According to the EUIPO, counterfeiting detection technologies may be classified into five main categories: electronic, marking, chemical and physical, mechanical and technologies for digital media.

ISO standard 12931 provides guidelines and performance criteria to help brand owners define the particular authentication elements for either the packaging or material good itself, based on a counterfeiting risk analysis. Overt security feature, such as a security hologram or optically variable ink, can be verified by an untrained user with human senses (typically by eyesight). Covert security features are verified with an off-the-shelf or purpose-built authentication tool. Both covert and overt security features may also go through the use of specialised equipment by a skilled expert. Overt security features have been criticised for their ineffectiveness, but others argue that they can be "extremely difficult to replicate".

Covert security features used to be verifiable by very few people, and consumers were unaware of their presence. However, according to the ISO standard 12931, a smartphone is technically equivalent to an off-the-shelf covert authentication tool, yet it is a mass-market device which opens authentication on a large scale. Furthermore, it can support overt security authentication by providing the instructions, after a QR code scan, to visually verify an overt authentication element.

A common approach is to combine multiple security elements (including both overt and covert features) as a layered defence against counterfeiting.

According to the ISO standard 12931, track and trace solutions alone, e.g. a serialised 2D barcode placed on each product, is not authentication. QR codes have indeed no protection against exact copy, unless additional techniques are used in combination. Furthermore, QR codes can be vulnerable to being spoofed, where the counterfeiter uses a new QR code to redirect the consumer to a fake authentication response page. There are ways to address this fraud, for example by encouraging users to authenticate through visiting a trusted channel such as the brand owner's website or social media account. A number of techniques exist, such as digital watermarks and secure graphics which are added into QR codes to make them robust against copy, and an app can be used to authenticate. There is also ongoing research on the authentication of blank paper and printed material by extracting the surface fingerprint through a smartphone scan.

=== Consumer engagement and distribution channels monitoring ===
Distributed channels can be monitored, and illicit activity detected, from the analysis of the data generated from the QR Code scans.
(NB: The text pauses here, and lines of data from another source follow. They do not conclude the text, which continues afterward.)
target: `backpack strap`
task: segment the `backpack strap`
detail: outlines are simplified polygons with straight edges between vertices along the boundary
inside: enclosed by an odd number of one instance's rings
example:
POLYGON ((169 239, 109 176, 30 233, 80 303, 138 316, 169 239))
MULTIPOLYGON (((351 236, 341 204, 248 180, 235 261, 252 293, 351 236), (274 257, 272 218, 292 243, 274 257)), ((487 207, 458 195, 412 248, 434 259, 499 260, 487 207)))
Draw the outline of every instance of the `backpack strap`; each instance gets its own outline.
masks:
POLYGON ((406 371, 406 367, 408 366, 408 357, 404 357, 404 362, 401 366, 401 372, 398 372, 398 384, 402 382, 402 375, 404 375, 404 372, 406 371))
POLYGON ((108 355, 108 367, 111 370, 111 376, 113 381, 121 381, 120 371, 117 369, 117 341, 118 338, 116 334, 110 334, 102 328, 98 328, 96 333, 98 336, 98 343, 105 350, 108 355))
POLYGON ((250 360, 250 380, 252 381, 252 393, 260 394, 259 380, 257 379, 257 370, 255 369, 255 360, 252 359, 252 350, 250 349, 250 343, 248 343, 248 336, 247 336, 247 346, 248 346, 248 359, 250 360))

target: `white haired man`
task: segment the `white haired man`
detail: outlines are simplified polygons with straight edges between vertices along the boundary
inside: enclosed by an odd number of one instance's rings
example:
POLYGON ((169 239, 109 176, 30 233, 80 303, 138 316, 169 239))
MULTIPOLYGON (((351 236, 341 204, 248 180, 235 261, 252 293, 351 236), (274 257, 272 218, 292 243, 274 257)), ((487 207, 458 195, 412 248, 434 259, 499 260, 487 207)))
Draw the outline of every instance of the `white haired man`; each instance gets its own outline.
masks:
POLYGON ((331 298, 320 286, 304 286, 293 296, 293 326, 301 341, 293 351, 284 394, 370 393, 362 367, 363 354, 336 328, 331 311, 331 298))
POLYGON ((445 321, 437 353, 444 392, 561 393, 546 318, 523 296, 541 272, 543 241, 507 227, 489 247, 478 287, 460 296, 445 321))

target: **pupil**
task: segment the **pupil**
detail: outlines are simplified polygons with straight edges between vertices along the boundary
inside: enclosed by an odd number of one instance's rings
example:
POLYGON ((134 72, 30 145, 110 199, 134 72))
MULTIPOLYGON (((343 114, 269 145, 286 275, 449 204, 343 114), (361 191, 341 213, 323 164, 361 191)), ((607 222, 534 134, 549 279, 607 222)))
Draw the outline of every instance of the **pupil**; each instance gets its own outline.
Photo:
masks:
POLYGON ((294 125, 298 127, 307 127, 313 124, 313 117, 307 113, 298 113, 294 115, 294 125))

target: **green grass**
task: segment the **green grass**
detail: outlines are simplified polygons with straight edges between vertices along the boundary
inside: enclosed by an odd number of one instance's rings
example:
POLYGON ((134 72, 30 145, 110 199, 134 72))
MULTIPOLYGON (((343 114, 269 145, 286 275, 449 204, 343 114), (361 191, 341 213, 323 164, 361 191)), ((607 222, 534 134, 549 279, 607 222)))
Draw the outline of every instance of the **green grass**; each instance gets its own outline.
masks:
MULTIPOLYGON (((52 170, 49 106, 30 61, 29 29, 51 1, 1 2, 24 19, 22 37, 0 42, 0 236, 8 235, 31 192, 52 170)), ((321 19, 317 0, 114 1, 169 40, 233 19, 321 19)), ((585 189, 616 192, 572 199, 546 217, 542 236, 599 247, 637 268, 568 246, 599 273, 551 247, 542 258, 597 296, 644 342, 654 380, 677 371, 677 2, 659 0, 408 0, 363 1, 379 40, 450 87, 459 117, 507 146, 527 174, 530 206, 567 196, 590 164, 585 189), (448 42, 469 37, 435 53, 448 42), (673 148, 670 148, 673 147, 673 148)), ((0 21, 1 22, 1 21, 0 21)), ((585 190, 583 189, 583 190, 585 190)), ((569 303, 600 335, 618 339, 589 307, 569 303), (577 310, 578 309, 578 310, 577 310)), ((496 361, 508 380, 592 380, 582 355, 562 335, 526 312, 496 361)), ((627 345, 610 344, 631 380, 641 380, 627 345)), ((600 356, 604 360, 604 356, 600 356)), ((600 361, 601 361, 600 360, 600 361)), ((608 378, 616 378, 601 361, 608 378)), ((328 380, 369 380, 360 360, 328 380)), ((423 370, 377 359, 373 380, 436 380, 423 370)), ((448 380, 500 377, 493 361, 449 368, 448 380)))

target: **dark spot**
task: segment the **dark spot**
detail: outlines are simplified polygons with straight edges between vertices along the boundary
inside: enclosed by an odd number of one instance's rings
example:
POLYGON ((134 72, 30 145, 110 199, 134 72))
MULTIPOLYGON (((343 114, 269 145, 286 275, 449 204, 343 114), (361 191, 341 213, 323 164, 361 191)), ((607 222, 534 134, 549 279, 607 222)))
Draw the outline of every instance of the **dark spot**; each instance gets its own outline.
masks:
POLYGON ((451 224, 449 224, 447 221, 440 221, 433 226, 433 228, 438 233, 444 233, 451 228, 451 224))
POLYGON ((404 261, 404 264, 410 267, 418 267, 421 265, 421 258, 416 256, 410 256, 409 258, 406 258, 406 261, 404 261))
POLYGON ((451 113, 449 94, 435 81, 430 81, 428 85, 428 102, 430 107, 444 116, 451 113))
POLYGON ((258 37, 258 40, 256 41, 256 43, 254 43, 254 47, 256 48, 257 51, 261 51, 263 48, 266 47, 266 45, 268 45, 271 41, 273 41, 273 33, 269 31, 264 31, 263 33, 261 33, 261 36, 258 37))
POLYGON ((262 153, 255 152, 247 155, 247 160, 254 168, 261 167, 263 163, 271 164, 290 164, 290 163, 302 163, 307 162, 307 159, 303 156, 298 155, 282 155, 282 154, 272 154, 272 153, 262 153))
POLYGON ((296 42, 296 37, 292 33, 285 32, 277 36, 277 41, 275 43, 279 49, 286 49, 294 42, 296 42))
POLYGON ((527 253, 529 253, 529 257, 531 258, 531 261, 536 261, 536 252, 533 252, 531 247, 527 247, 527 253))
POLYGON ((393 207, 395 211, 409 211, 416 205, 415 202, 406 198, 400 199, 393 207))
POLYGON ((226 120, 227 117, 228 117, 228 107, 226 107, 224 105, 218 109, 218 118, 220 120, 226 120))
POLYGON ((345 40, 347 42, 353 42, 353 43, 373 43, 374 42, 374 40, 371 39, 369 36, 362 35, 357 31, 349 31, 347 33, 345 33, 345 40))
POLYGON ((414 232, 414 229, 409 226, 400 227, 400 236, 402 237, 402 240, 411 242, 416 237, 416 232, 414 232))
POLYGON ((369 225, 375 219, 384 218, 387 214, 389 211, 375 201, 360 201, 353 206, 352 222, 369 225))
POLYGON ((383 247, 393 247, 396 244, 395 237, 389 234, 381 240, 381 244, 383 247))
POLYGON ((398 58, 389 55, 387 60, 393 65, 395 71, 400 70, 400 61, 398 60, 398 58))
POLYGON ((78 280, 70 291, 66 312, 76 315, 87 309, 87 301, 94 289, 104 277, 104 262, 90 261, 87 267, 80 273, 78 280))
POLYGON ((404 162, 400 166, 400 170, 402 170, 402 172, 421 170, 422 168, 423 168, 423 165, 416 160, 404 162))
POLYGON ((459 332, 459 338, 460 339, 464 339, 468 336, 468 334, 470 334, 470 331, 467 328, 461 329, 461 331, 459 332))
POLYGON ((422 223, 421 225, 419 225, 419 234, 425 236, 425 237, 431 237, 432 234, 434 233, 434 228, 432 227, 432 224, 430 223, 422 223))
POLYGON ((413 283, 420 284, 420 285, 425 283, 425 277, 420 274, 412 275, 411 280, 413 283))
Consumers can be incentivised to scan QR codes or NFC tags on products, not necessarily for the primary purpose of verifying authenticity, but to obtain relevant information about the product or to engage in a loyalty program. The large quantity of data collected from the scans allows to monitor distribution channels without the need for hiring investigators, and on a much larger scale. Consumers may actually demand the ability to verify that the product is authentic, and this creates an opportunity to engage with the brand.

=== Online monitoring ===
With the growth of e-commerce, brand protection activities need to increasingly take place online. Online brand protection software monitor the Internet and help identify the websites that are likely to sell counterfeit, propose grey market goods, or misuse the brand and its attributes. Beyond commerce-related threats, these tools are used to identify phishing infrastructure, such as look-alike domains and spoofed authentication pages, which can be used to harvest consumer credentials.

=== Supply chain integrity ===
The implementation of track and trace solutions to capture events as goods move through the legitimate supply chain helps to monitor and detect illicit activities. The control of ordered quantities of products or components from third party suppliers can be made by providing them with secure serialised labels which must be affixed to each item.